What makes Christianity unique is God’s sacrifice for us, since God limited Himself, His power and glory and became a human being like each one of us (what an honor), and most importantly while He was completely innocent he was persecuted, betrayed, mocked, tortured and crucified for us, His children. His death was so painful, humiliating and extraordinary because according to the Roman rules someone should be punished either by flogging or by death. Both ways of punishment were not implemented to the same person at the same time. If someone got flogged there was no execution and vice versa. Pilate thought to limit Jesus’ punishment by only flogging Him, but it ended up that Jesus was both flogged and crucified. It is amazing to see that even Jesus had a difficult time to face torture and death as He prayed right before He was taken: “My Father, if it is possible, may this cup be taken from me”, but that was for a very short moment and He continued: ”Yet not as I will, but as you will”. Really, it is not easy. In reality, few of us face the challenge of being tortured and killed as Jesus did. We have seen such things recently in the Middle East where Christians were martyred for their faith. Here in the US, it is mostly about much easier sacrifices, way easier.

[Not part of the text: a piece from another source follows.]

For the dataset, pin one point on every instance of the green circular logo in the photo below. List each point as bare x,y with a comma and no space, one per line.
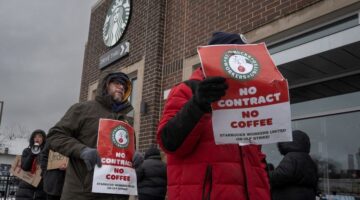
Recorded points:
116,20
240,65
120,137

Actually, I think we need an earthquake. We are sleeping. Apparently, a comfortable life is hardening our hearts. We are becoming indifferent to our brothers and sisters. Sometimes we think that if someone is in trouble, then that is his/her fault and he/she deserves it. Well. That is unchristian. We have to remember what Jesus did when they brought to him a sinner woman who according to the law was required to be stoned. He forgave her, but also He said:” Sin no more”. We should not judge someone for his/her mistakes and sins but show mercy and help. Punishment in Christianity is the last option when all others means and methods fail to fix someone and if that person arrogantly continues his/her wrong way and negatively affects others. There is a long way of showing mercy, compassion, forgiveness before thinking of punishment.

There are two kinds of people. First, people who live and are concerned only about themselves. These are the majority. The second kind who are in minority; people who despite natural self-care instinct, live for others and accordingly make sacrifices in order to help people in need. Anyone who has an understanding that happiness is in helping others and making them happy is blessed and such an individual is an accomplished high-value human being.

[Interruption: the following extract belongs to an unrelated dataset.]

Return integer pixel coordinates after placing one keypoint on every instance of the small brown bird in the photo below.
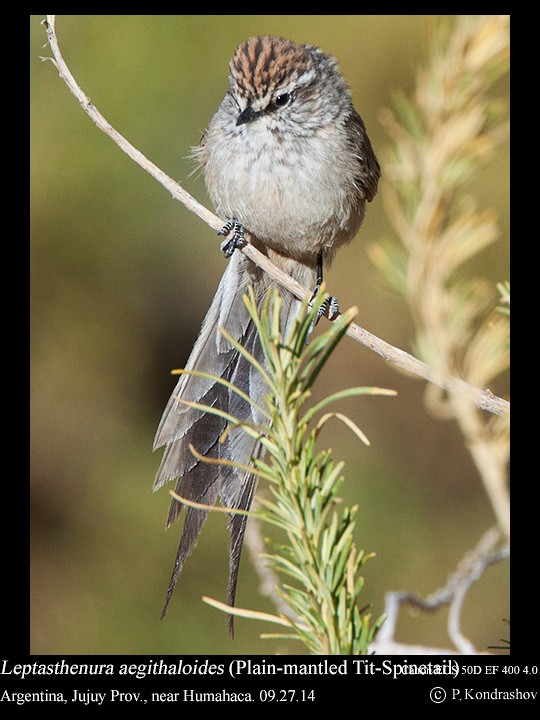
(288, 158)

We talk of everyday Christianity, of 24/7 Christianity, and when somebody comes and knocks our door, he/she is not only that person, in reality, he/she is Jesus, we meet Jesus in suffering and needy people, that where Jesus is. But that is not the whole story. By helping others we become Jesus’ instrument, we become Jesus to people in need. In order for that to happen, we have to allow that by our free will, we voluntarily make a commitment of helping others despite how difficult that could be.

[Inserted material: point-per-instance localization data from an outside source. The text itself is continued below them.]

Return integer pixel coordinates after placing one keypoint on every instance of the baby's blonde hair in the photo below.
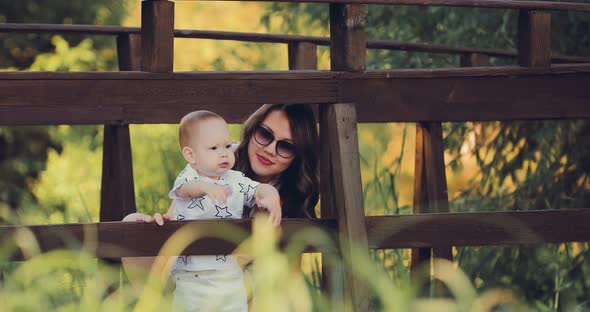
(188, 123)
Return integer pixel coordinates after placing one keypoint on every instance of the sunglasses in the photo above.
(264, 137)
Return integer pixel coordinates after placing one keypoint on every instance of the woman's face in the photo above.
(264, 160)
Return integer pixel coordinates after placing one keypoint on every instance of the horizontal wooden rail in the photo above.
(494, 4)
(273, 38)
(117, 239)
(458, 94)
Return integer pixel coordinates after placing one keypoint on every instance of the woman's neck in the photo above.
(268, 180)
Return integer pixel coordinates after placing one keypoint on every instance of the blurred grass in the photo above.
(73, 280)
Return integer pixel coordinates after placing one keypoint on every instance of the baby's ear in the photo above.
(234, 146)
(188, 154)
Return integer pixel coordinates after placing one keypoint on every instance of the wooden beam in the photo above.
(302, 55)
(474, 60)
(480, 228)
(347, 53)
(534, 39)
(117, 192)
(497, 4)
(482, 93)
(157, 33)
(129, 239)
(272, 38)
(430, 184)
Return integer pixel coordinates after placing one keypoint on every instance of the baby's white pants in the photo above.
(211, 290)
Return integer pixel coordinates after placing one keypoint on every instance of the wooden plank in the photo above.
(273, 38)
(348, 39)
(130, 239)
(476, 99)
(302, 55)
(147, 101)
(157, 33)
(558, 92)
(347, 53)
(125, 239)
(479, 229)
(498, 4)
(117, 192)
(430, 184)
(534, 39)
(129, 52)
(474, 60)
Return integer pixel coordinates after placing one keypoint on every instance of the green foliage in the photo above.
(20, 165)
(518, 165)
(24, 150)
(20, 50)
(73, 280)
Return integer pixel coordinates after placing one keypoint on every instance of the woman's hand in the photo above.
(267, 197)
(216, 193)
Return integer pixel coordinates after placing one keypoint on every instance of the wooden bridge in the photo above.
(146, 90)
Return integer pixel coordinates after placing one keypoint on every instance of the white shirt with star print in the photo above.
(202, 208)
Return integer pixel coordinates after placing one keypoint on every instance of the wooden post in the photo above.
(157, 35)
(302, 55)
(430, 185)
(474, 60)
(117, 192)
(341, 188)
(534, 39)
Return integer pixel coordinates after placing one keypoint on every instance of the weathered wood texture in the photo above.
(117, 192)
(347, 53)
(302, 55)
(348, 38)
(129, 52)
(484, 93)
(157, 33)
(275, 38)
(430, 184)
(474, 60)
(119, 239)
(534, 39)
(478, 229)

God is Love, unconditional Love. The Kingdom of God is to live in God’s Love, in an environment of eternal tranquility. If we can create moments of similar Love by our sacrifices for others while we are still living in the world, that’s how we cleanse ourselves and become higher value individuals. That’s how we can taste real happiness and most importantly that’s how we can accomplish Jesus’ words of the Kingdom of God being in our midst.

 

Fr. Bedros Shetilian was born in Aleppo, Syria, in 1963. After high school, he moved to Armenia and then to Russia to pursue a musical education and graduated from St. Petersburg Conservatory with a master’s degree in symphony conducting. Between 1992 and 2003 he successfully worked as a conductor, with concerts in Russia, Armenia, and Europe. Fr. Shetilian attended the Catholic College in St. Petersburg and the Seminary of the Catholicosate of Cilicia in Lebanon. He was ordained as a married priest in 2003. Afterward, he was assigned to serve in the US. Since 2005, he has been the priest in residence at St. Gregory the Illuminator Armenian Apostolic (Orthodox) Church in Springfield, Massachusetts. Fr. Shetilian continues to combine both his callings as a clergyman and a musician.